Parameter 3: The operator user to aggregate into one “final” number the individual probabilities given by each predictive model (to obtain the final probability to belong to a specific class).
Parameter 4: Self-explanatory
Parameter 5: When the parameter “output prediction details” is checked, we’ll obtain:
•For a binary or continuous predictive model: Each of the individual probabilities given by each of the predictive models.
•For a multi-class predictive model: The different probabilities to belong to each of the different classes. When using the “1 vs 1” type of predictive models or when using “bagging”, “boosting” or “ensemble learning”, these probabilities are already “aggregated” values of different individual probabilities.

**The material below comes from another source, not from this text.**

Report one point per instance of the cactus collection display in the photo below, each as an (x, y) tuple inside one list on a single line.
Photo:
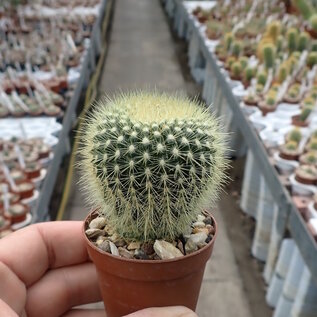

Parameter 6: Prefix of the name of the columns containing the “details”. You can change the prefix to avoid any column name collision.
Parameter 7: When this option is activated, Anatella computes some corrections on the probabilities computed by the different predictive models to account for the fact that the density of (binary) targets inside the training set(s) is different from the density of targets inside the apply/scoring set. This correction is named, in technical terms, “apriori correction”. To use this option, you must give on the second input pin of this Action, a table that contains the expected density of targets inside the apply/scoring dataset (i.e. the new apriori probabilities) for each different classes&segments. Here is an example:
In the above example we corrected the apriori probabilities so that all items (teddy bear, light saber, ipod, flower, beer) have equal apriori’s (i.e. 20%) whatever the percentage of targets that was actually observed in the learning dataset(s) used to create the various predictive models.
For even faster deployment of your scoring/models, the TIMiUseModels Action can run inside a N-Way multithreaded section (see section 5.3.2. about multithreading).